When it comes to asking questions about the Cloud, one of the most popular questions to ask is how safe is the Cloud? The security of your data and your company is paramount, and as such, knowing how safe the Cloud is before moving into it is equally as important. To understand the safety of the Cloud we must consider the subtle differences between security ‘of’ the Cloud and security ‘in’ the Cloud.
It is extremely important to understand the Shared Security Model. Cloud security is a shared responsibility equally between the Cloud service provider and the organisation using the Cloud services. While the Cloud service provider is responsible for the infrastructure upon which the Cloud based services run, the consumer is equally responsible for the management, security, and protection of their businesses IP or data. You cannot abdicate this responsibility to the Cloud provider.
A simple yet vastly often overlooked example of the Shared Security Model is Office 365. Contrary to popular belief, there is a misconception that Microsoft fully backs up your Office 365 data (i.e. Email, SharePoint & OneDrive) and provides the same level of enterprise data protection services that have traditionally been provided by in-house IT teams. Once aware of this many of our customers now protect their Office 365 data with our secure SaaS backup service. This protects your Office 365 & Salesforce.com data so it can be recovered if it is deleted accidently, or via more malicious behaviour.

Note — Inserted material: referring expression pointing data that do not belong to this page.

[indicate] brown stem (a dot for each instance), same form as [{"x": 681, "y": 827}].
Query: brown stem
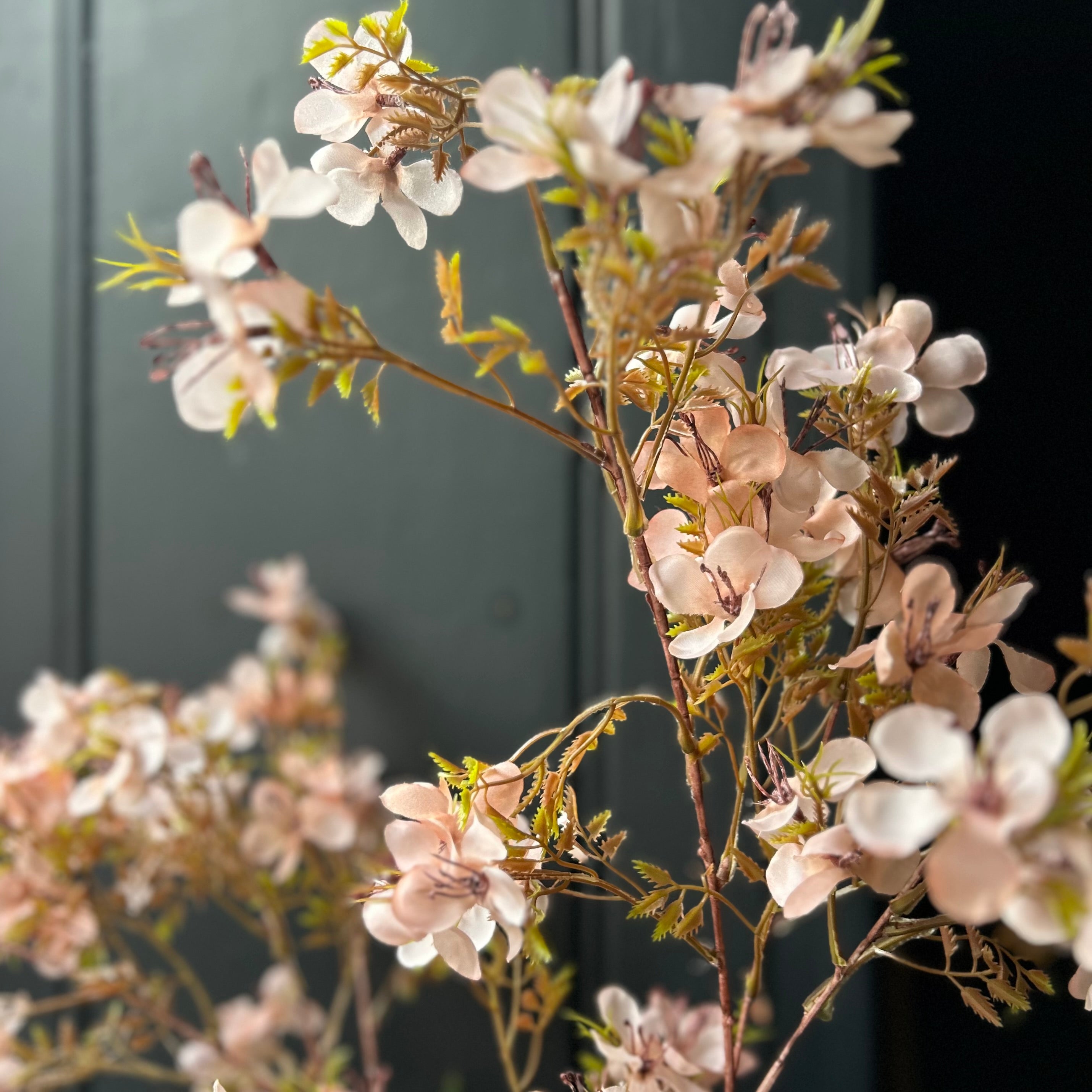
[
  {"x": 835, "y": 983},
  {"x": 694, "y": 774},
  {"x": 207, "y": 185},
  {"x": 376, "y": 1075},
  {"x": 585, "y": 450}
]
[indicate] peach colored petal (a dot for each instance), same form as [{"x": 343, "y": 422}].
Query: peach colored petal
[
  {"x": 936, "y": 685},
  {"x": 412, "y": 843},
  {"x": 973, "y": 666},
  {"x": 886, "y": 876},
  {"x": 892, "y": 667},
  {"x": 893, "y": 821},
  {"x": 421, "y": 908},
  {"x": 1028, "y": 673},
  {"x": 800, "y": 485},
  {"x": 971, "y": 878},
  {"x": 417, "y": 800},
  {"x": 380, "y": 922},
  {"x": 921, "y": 743},
  {"x": 813, "y": 892},
  {"x": 458, "y": 951},
  {"x": 754, "y": 454},
  {"x": 682, "y": 587},
  {"x": 914, "y": 318},
  {"x": 506, "y": 796}
]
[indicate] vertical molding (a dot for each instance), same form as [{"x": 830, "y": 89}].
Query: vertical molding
[{"x": 74, "y": 325}]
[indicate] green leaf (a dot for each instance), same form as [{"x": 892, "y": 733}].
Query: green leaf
[
  {"x": 317, "y": 50},
  {"x": 344, "y": 380},
  {"x": 563, "y": 195},
  {"x": 534, "y": 363},
  {"x": 690, "y": 922},
  {"x": 370, "y": 394},
  {"x": 509, "y": 328},
  {"x": 654, "y": 874},
  {"x": 647, "y": 906},
  {"x": 323, "y": 380},
  {"x": 667, "y": 920}
]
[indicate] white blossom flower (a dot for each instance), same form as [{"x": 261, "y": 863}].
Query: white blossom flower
[
  {"x": 972, "y": 871},
  {"x": 801, "y": 875},
  {"x": 740, "y": 573},
  {"x": 539, "y": 134},
  {"x": 365, "y": 182}
]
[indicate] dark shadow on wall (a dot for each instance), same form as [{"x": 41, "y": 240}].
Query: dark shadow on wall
[{"x": 989, "y": 219}]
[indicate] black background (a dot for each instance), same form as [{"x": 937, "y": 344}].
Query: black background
[{"x": 989, "y": 220}]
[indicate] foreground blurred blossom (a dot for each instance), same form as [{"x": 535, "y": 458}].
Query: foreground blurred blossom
[{"x": 666, "y": 1047}]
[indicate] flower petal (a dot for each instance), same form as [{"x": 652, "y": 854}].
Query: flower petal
[
  {"x": 417, "y": 800},
  {"x": 893, "y": 821},
  {"x": 841, "y": 468},
  {"x": 1027, "y": 728},
  {"x": 971, "y": 878},
  {"x": 411, "y": 843},
  {"x": 380, "y": 922},
  {"x": 408, "y": 218},
  {"x": 921, "y": 743},
  {"x": 940, "y": 686},
  {"x": 944, "y": 413},
  {"x": 813, "y": 892},
  {"x": 682, "y": 587},
  {"x": 886, "y": 347},
  {"x": 699, "y": 643},
  {"x": 951, "y": 363},
  {"x": 914, "y": 318},
  {"x": 973, "y": 666},
  {"x": 479, "y": 926},
  {"x": 458, "y": 951},
  {"x": 506, "y": 899},
  {"x": 357, "y": 196},
  {"x": 841, "y": 765},
  {"x": 439, "y": 198},
  {"x": 496, "y": 168},
  {"x": 784, "y": 873},
  {"x": 417, "y": 954},
  {"x": 754, "y": 454},
  {"x": 800, "y": 485},
  {"x": 1028, "y": 673},
  {"x": 504, "y": 798},
  {"x": 780, "y": 580}
]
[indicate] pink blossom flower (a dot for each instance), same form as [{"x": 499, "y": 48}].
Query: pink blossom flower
[
  {"x": 918, "y": 646},
  {"x": 801, "y": 875},
  {"x": 947, "y": 366},
  {"x": 344, "y": 101},
  {"x": 364, "y": 182},
  {"x": 840, "y": 766},
  {"x": 980, "y": 803},
  {"x": 539, "y": 134},
  {"x": 1080, "y": 987},
  {"x": 738, "y": 575},
  {"x": 451, "y": 895},
  {"x": 667, "y": 1047}
]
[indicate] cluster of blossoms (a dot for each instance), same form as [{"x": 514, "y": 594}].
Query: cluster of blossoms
[
  {"x": 771, "y": 521},
  {"x": 124, "y": 804}
]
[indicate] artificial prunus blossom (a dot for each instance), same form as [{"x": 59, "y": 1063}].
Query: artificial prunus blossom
[{"x": 761, "y": 502}]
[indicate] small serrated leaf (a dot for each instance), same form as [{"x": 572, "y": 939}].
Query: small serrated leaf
[
  {"x": 654, "y": 874},
  {"x": 667, "y": 920},
  {"x": 647, "y": 906},
  {"x": 976, "y": 1001}
]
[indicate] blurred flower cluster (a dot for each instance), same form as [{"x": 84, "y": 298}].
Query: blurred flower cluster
[
  {"x": 128, "y": 806},
  {"x": 791, "y": 554}
]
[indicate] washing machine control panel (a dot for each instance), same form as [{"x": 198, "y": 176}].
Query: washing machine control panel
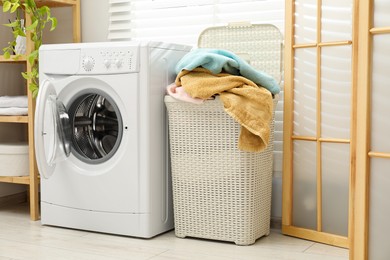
[{"x": 110, "y": 60}]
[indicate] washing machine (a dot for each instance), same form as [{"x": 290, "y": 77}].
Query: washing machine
[{"x": 101, "y": 136}]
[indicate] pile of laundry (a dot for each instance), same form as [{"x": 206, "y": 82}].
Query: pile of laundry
[
  {"x": 246, "y": 93},
  {"x": 13, "y": 105}
]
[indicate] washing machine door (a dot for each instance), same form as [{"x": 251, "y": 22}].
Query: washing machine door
[{"x": 52, "y": 130}]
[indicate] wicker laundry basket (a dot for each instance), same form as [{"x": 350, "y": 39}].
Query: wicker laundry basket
[{"x": 220, "y": 192}]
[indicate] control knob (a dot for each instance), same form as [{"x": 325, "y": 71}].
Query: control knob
[
  {"x": 107, "y": 63},
  {"x": 118, "y": 63}
]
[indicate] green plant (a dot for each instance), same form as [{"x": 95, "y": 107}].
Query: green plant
[{"x": 39, "y": 17}]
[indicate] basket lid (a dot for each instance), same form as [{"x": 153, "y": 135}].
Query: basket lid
[{"x": 261, "y": 45}]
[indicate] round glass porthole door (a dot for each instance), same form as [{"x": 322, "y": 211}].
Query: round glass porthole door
[{"x": 96, "y": 127}]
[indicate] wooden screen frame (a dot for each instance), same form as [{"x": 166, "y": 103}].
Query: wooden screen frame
[{"x": 288, "y": 137}]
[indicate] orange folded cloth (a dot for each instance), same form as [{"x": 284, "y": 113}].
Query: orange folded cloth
[{"x": 250, "y": 105}]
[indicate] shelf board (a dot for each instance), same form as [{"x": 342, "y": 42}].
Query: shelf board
[
  {"x": 12, "y": 59},
  {"x": 13, "y": 119},
  {"x": 18, "y": 180}
]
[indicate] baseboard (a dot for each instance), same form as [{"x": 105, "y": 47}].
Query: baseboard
[
  {"x": 13, "y": 199},
  {"x": 276, "y": 223}
]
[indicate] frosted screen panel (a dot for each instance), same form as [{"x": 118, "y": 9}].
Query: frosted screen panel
[
  {"x": 379, "y": 224},
  {"x": 381, "y": 13},
  {"x": 304, "y": 185},
  {"x": 305, "y": 21},
  {"x": 336, "y": 86},
  {"x": 380, "y": 127},
  {"x": 305, "y": 92},
  {"x": 336, "y": 20},
  {"x": 335, "y": 187}
]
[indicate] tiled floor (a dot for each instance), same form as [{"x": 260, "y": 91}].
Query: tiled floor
[{"x": 21, "y": 238}]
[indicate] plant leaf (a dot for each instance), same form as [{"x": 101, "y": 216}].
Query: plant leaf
[
  {"x": 33, "y": 57},
  {"x": 32, "y": 26},
  {"x": 7, "y": 55},
  {"x": 13, "y": 24},
  {"x": 6, "y": 6},
  {"x": 53, "y": 23}
]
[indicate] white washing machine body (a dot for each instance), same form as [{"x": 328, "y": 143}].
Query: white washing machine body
[{"x": 101, "y": 136}]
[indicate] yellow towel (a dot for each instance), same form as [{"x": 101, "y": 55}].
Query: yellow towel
[{"x": 250, "y": 105}]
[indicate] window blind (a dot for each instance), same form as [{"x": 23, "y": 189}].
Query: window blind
[{"x": 182, "y": 21}]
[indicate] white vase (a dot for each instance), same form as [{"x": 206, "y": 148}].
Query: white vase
[{"x": 20, "y": 47}]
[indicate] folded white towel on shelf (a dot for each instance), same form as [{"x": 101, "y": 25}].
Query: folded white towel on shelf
[
  {"x": 13, "y": 101},
  {"x": 13, "y": 111}
]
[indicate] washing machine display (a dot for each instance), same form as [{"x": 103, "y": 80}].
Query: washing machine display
[{"x": 96, "y": 127}]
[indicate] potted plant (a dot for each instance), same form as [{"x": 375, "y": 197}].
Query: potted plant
[{"x": 39, "y": 17}]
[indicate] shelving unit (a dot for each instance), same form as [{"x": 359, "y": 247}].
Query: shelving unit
[{"x": 32, "y": 180}]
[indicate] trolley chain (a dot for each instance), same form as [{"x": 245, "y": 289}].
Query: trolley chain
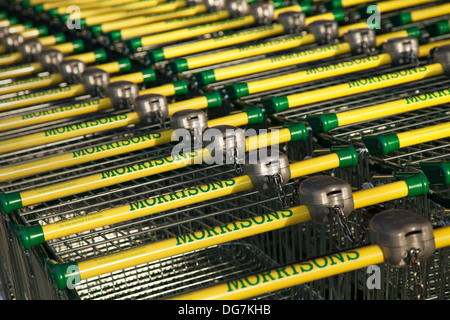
[
  {"x": 343, "y": 223},
  {"x": 419, "y": 288}
]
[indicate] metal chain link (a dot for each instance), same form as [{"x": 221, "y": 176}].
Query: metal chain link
[
  {"x": 419, "y": 288},
  {"x": 237, "y": 166},
  {"x": 278, "y": 179}
]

Multi-Level Cloud Security
Cloud security operates on many levels. It records any attempts to breach the security of your data or operations, including tracking of logins which have accessed the Cloud at any time, and what they have done while inside the Cloud. This combined with a plethora of preventative measures such as advanced firewalls, intrusion detection, and heavy encryption can make the Cloud just as or even more secure than most other forms of traditional IT.
In a hybrid or multi Cloud world IT operations essentially have no borders. It is therefore important to recognise that the ‘old way’ of protecting your organisation with a number of stand-alone security products is no longer sufficient. These traditional on-premise security tools are not designed to operate in dynamic multi Cloud environments. Recently, a global client of ours asked us to undertake a security assessment. They felt that their organisation was effectively secured with their existing on-premise firewalls but wanted to check. One of the first things our team noticed was a large amount of data being transmitted to Russia (where they have no offices) on a regular basis via a compromised SaaS App.
This means that it is imperative for organisations to be well informed about maintaining security when accessing and operating online or handling sensitive data. A recent report from the analyst firm Gartner, proposed that within the next five years, nearly every breach of Cloud security will be at the fault of the operator, not the service provider. So, having a team that is educated and aware of the dangers present in the hybrid or multi Cloud world is invaluable.